Millimeter-wave study of the CO–N 2 van der Waals complex: new measurements of CO– orthoN 2 and assignments of new states of CO– paraN 2

Abstract

Rotational transitions of the CO–N 2 van der Waals complex have been measured using the intracavity OROTRON jet spectrometer in the frequency range of 83–133 GHz. For the CO– orthoN 2 spin modification, the observed and assigned 21 rotational transitions belong to the Q- and P-branches of the K=1–0 subband. They complete the previous observation of the corresponding R-branch transitions. In the case of the less abundant form, CO– paraN 2, a new K=1 state, representing simultaneous rotation of both monomers, was detected for the first time.
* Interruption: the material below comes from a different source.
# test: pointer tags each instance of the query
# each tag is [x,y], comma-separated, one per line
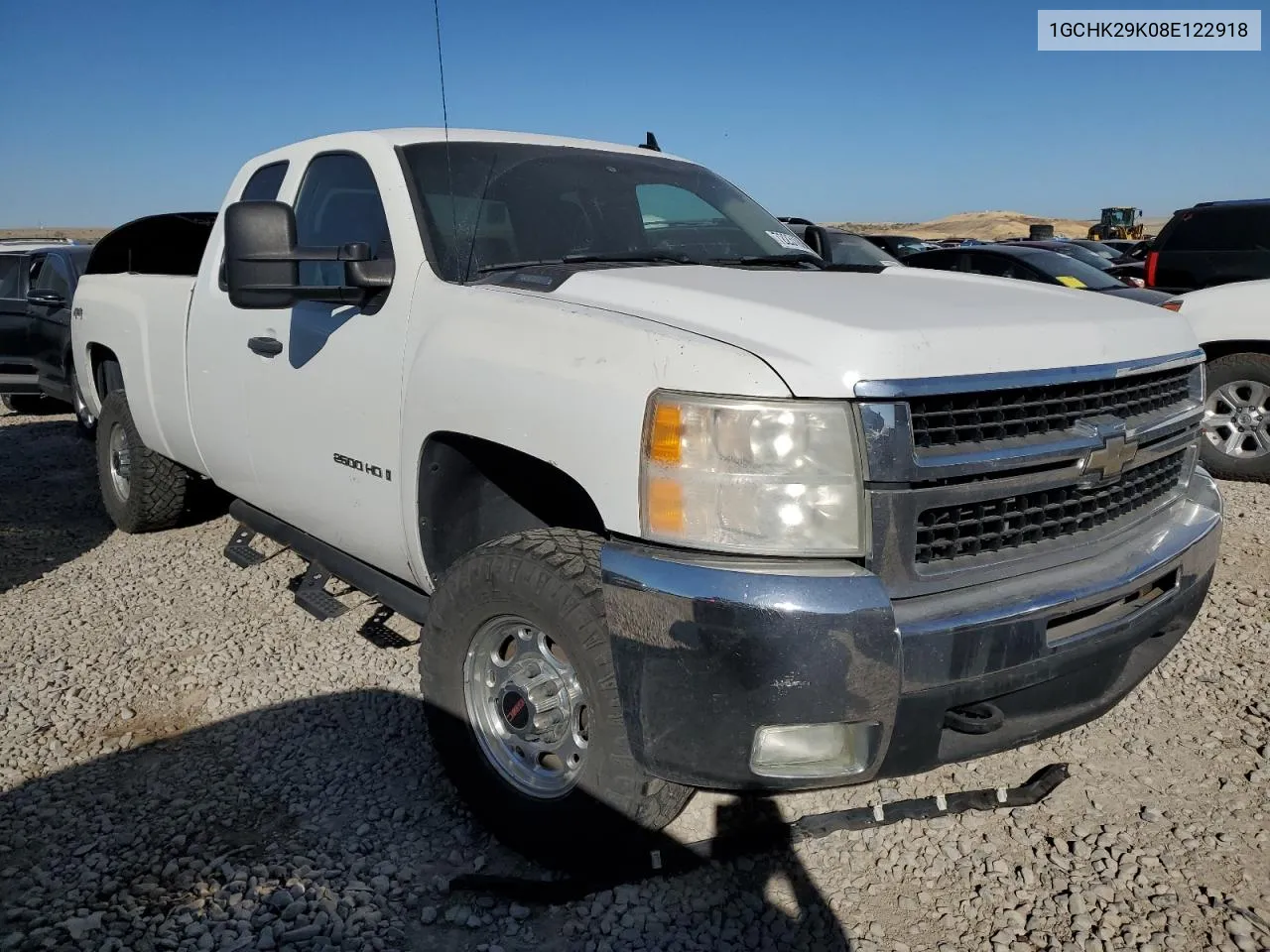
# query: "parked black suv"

A total of 31 rotational transitions of CO– paraN 2 were assigned to two subbands connecting this new K=1 state with already known lower K=0 and 1 states. The assignments relied in part on energy level differences obtained from precise microwave data. The origin of the newly observed state was determined to be 3.41 cm −1 relative to the K=0 ground state of CO– paraN 2. The analysis yielded rotational parameters, centrifugal distortion parameters and nuclear quadrupole coupling constants due to the presence of two equivalent 14N nuclei for both CO– orthoN 2 and CO– paraN 2.